Quantcast
Channel: Johannes Weber – Weberblog.net
Viewing all articles
Browse latest Browse all 321

Which KPIs to monitor on a Palo Alto Firewall?

$
0
0

We wanted to monitor some of our Palo firewalls from our monitoring system via the API. But: Which enhanced metrics/KPIs shall we monitor? While there are some obvious ones such as interface counters, uptime, software versions, license expiry dates, or HA-states, we dug a little deeper to get more out of it, such as mgmt-/data-plane stats, packet rates, drop counters (all global counters?), and routing entries.
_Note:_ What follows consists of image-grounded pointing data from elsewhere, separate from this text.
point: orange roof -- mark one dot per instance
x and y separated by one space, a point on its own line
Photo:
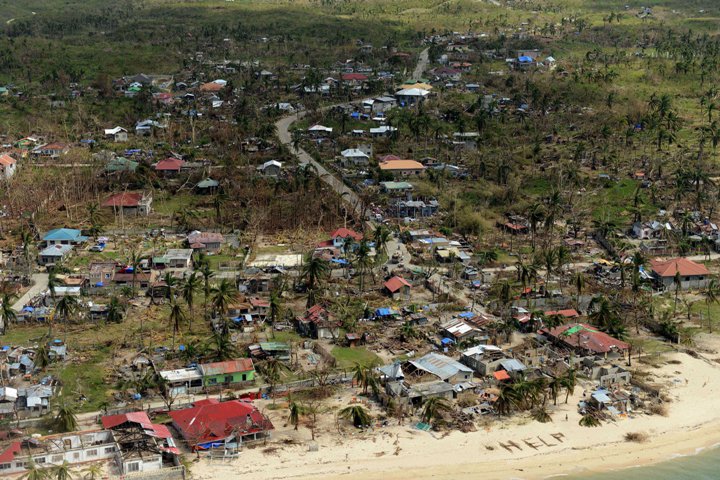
169 164
211 87
567 313
343 232
125 199
396 283
7 160
401 165
501 375
686 268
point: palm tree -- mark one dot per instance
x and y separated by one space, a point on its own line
34 472
176 316
295 411
93 472
381 236
42 357
221 348
712 295
222 295
65 419
65 308
506 400
273 370
362 261
569 382
7 314
541 415
434 409
207 274
189 288
115 310
589 420
62 471
314 271
26 239
135 264
554 387
357 414
275 307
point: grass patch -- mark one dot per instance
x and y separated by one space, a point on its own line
348 357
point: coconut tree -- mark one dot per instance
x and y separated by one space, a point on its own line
712 295
176 317
357 414
221 347
314 271
65 308
434 410
589 420
42 357
189 288
294 413
62 471
26 239
7 314
65 419
222 295
506 400
554 386
273 370
569 382
541 415
34 472
115 310
207 274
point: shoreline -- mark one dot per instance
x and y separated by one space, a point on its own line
509 448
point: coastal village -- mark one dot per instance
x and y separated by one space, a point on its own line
325 264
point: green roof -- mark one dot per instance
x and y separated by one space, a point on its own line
121 164
208 183
270 346
397 185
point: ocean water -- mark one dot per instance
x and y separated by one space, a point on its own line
703 466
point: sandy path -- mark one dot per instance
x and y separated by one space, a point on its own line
541 449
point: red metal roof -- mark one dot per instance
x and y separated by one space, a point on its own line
8 455
586 337
567 313
501 375
169 165
125 199
210 420
354 76
230 366
396 283
140 418
687 268
7 160
345 233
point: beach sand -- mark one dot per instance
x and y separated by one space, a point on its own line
534 450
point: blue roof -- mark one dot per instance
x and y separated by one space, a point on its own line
55 250
60 234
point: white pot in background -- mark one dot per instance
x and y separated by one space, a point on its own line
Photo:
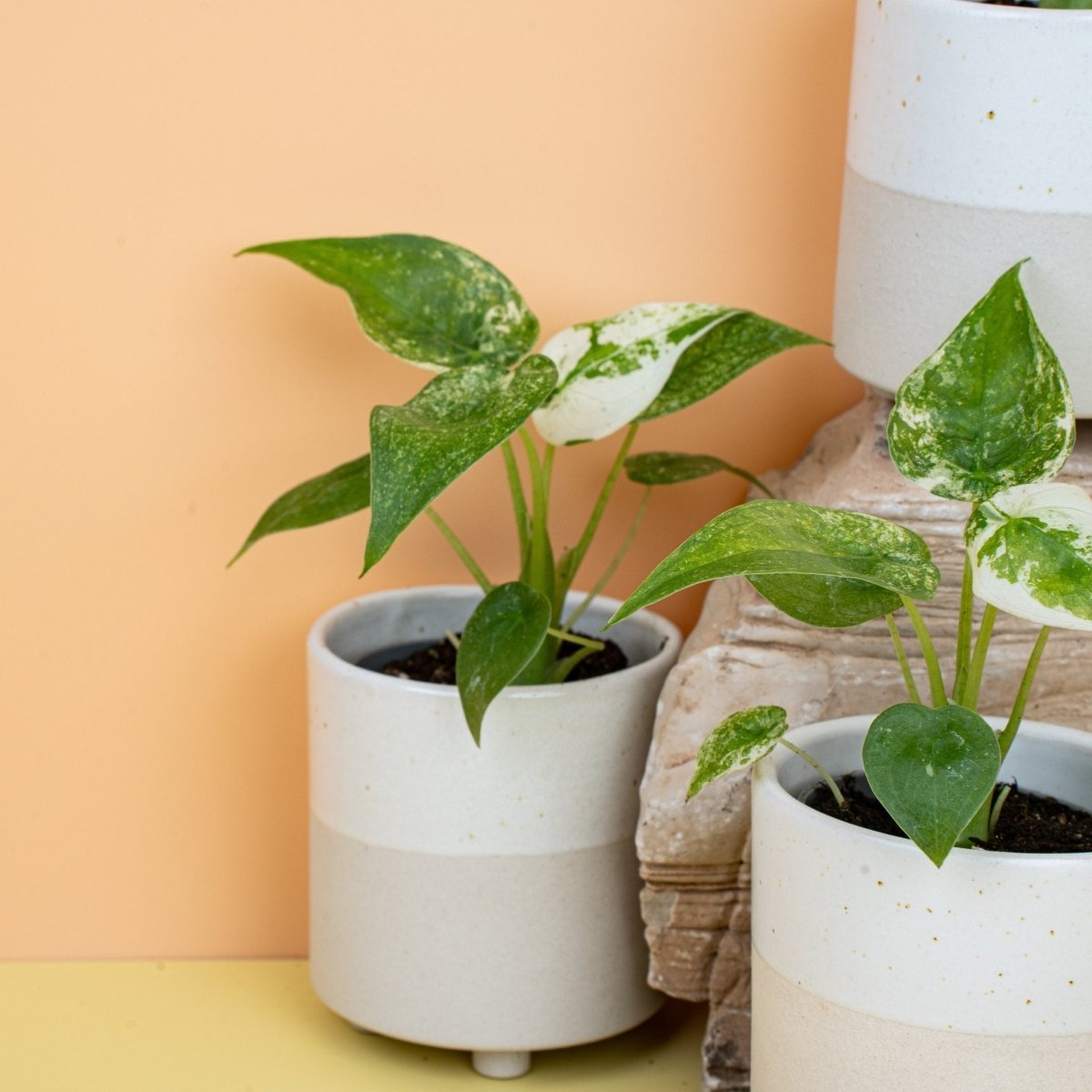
969 148
873 969
479 899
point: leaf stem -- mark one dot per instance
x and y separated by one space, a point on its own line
981 827
571 561
839 798
519 501
900 651
615 561
464 554
540 572
964 633
973 682
928 652
1021 702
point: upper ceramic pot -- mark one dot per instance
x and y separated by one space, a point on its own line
969 148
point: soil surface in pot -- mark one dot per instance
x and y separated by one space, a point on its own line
436 662
1029 823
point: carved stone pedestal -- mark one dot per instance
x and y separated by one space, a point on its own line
743 652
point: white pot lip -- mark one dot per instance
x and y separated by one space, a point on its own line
976 9
671 640
765 780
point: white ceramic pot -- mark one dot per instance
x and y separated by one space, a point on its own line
479 899
873 969
969 148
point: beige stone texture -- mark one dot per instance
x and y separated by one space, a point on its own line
743 652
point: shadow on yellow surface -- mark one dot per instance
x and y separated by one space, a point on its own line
257 1026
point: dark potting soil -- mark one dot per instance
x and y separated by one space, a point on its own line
436 663
1027 824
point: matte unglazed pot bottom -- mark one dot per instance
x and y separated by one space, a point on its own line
839 1049
509 949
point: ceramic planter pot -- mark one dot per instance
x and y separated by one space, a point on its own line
872 969
478 899
969 148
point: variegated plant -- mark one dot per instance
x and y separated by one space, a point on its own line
986 420
450 311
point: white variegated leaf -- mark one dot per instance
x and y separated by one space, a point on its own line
612 369
991 409
1031 554
736 743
Here are some ideas on which values a monitoring system could observe. I’m listing the required API calls along with some demo values that can be used to develop monitoring tools/scripts.

To be honest, we have not found a similar list on the web or from well-known monitoring systems. Hence, we collected some ideas ourselves, e.g. on the checkmk forum and on X. However, please write a comment if something is missing or if we inappropriately solved something.

Preface

Of course, a good starting point is to monitor a Palo firewall via SNMP. This already gives you CPUs, disks, fans, basic sessions (ICMP, TLS, TCP, UDP), temperatures, memories, and all interfaces. But since we are dealing with a crucial part of the overall network security, we want some more stats on how the firewall behaves. #baseline. We want to close the gap between mere interface counters (SNMP) and a SIEM. It’s not meant to replace any security monitoring but to help during network troubleshooting, e.g. by looking at certain counters.
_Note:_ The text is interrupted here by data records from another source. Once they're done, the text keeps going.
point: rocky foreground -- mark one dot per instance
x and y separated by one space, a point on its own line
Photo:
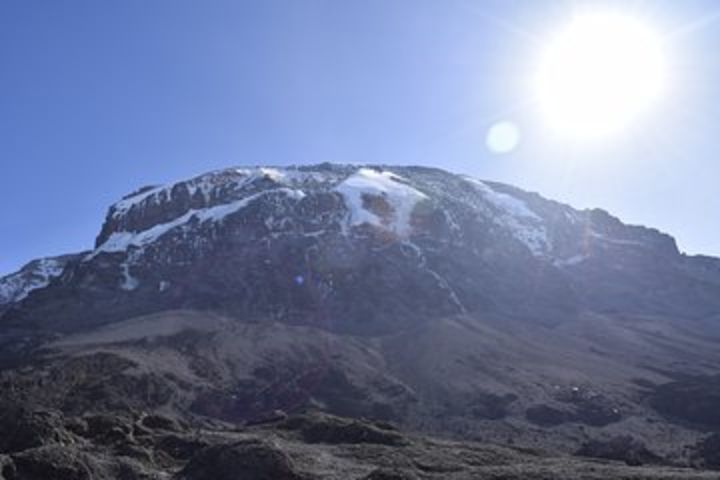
41 444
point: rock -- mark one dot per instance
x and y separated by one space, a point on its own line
706 453
7 467
390 474
179 447
247 460
23 428
624 448
324 428
547 416
161 422
109 428
54 462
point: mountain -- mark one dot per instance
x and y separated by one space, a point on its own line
452 306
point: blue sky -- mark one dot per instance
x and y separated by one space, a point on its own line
100 97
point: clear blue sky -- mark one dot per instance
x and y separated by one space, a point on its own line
100 97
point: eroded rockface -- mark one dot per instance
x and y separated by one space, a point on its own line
308 447
446 304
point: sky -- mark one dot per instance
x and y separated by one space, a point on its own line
98 98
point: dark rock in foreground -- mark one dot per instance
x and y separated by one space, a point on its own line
306 447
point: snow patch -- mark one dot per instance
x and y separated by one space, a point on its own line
516 217
18 285
571 261
400 197
121 241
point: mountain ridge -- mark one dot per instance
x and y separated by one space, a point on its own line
448 304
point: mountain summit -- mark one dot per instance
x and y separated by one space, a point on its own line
439 301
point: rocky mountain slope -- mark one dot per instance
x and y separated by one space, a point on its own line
449 305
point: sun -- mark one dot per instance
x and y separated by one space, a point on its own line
598 74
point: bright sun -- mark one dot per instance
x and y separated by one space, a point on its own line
598 74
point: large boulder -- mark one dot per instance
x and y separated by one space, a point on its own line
252 459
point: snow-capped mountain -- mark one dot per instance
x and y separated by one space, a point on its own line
320 234
445 302
36 274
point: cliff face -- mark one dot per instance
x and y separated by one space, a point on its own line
445 303
362 250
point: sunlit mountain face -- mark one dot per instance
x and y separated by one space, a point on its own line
441 303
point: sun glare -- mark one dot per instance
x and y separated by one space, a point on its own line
598 74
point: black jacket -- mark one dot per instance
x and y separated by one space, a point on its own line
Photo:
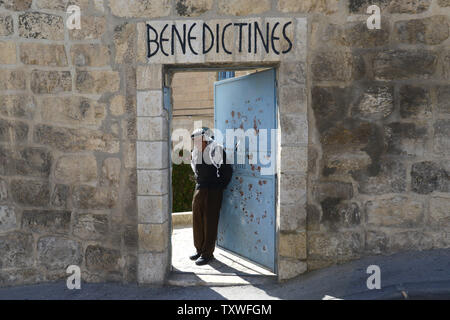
206 174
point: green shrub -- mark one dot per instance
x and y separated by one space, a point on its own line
183 185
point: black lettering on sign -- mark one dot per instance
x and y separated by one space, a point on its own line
186 36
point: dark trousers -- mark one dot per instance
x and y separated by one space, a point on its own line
205 219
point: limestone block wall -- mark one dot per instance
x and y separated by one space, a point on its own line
367 172
379 170
67 143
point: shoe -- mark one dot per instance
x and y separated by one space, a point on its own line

All the following queries can be done via the XML-API. Have a look at this basic setup.

General Information

/api/?type=op&cmd=<show><system><info></info></system></show>
At least the following return values should be monitored:
<response status="success">
    <result>
        <system>
            <uptime>33 days, 12:15:58</uptime>
            <serial>012345678901</serial>
            <sw-version>11.0.3</sw-version>
            <global-protect-client-package-version>6.3.0</global-protect-client-package-version>
            <device-dictionary-version>143-536</device-dictionary-version>
            <device-dictionary-release-date>2024/09/11 06:29:23 CEST</device-dictionary-release-date>
            <app-version>8790-8462</app-version>
            <app-release-date>2023/12/15 00:07:49 CET</app-release-date>
            <av-version>4669-5187</av-version>
            <av-release-date>2023/12/17 13:00:40 CET</av-release-date>
            <threat-version>8790-8462</threat-version>
            <threat-release-date>2023/12/15 00:07:49 CET</threat-release-date>
            <wildfire-version>907919-911841</wildfire-version>
            <wildfire-release-date>2024/09/12 10:57:12 CEST</wildfire-release-date>
            <global-protect-datafile-version>unknown</global-protect-datafile-version>
            <global-protect-datafile-release-date>unknown</global-protect-datafile-release-date>
            <global-protect-clientless-vpn-version>98-260</global-protect-clientless-vpn-version>
            <global-protect-clientless-vpn-release-date>2023/05/23 00:41:22 CEST</global-protect-clientless-vpn-release-date>
        </system>
    </result>
</response>

CPUs

While there are OIDs for the CPUs within the Palo MIBs, those do NOT show the same values compared to the well-known “System Ressources” widget on the Palo GUI. Unfortunately, it’s not that easy to get those values since they are hidden (in JSON) in the XML outputs. 🤦‍♂️ They even require different queries depending on the hardware platform.

Mgmt-Plane CPU Average

Case 1: PA-440, PA-820, among others:

/api/?type=op&cmd=<show><system><state><filter-pretty>sys.monitor.s1.mp.exports</filter-pretty></state></system></show>

Case 2: PA-5220, among others:

/api/?type=op&cmd=<show><system><state><filter-pretty>sys.monitor.s0.mp.exports</filter-pretty></state></system></show>

In any case, the 1-minute average in percent is at the beginning of the “cpu” part:

<response status="success">
    <result>
        <![CDATA[sys.monitor.s1.mp.exports: { 
  cpu: { 
    1minavg: 3, 
  }, 
  slot: 1, 
}
]]>
    </result>
</response>

Data-Plane CPU Average

/api/?type=op&cmd=<show><system><state><filter-pretty>sys.monitor.s1.dp0.exports</filter-pretty></state></system></show>

(Maybe there are some different values to query dependent on the hardware platform again? At least for my tests with a PA-440, PA-820, and PA-5220, this worked:)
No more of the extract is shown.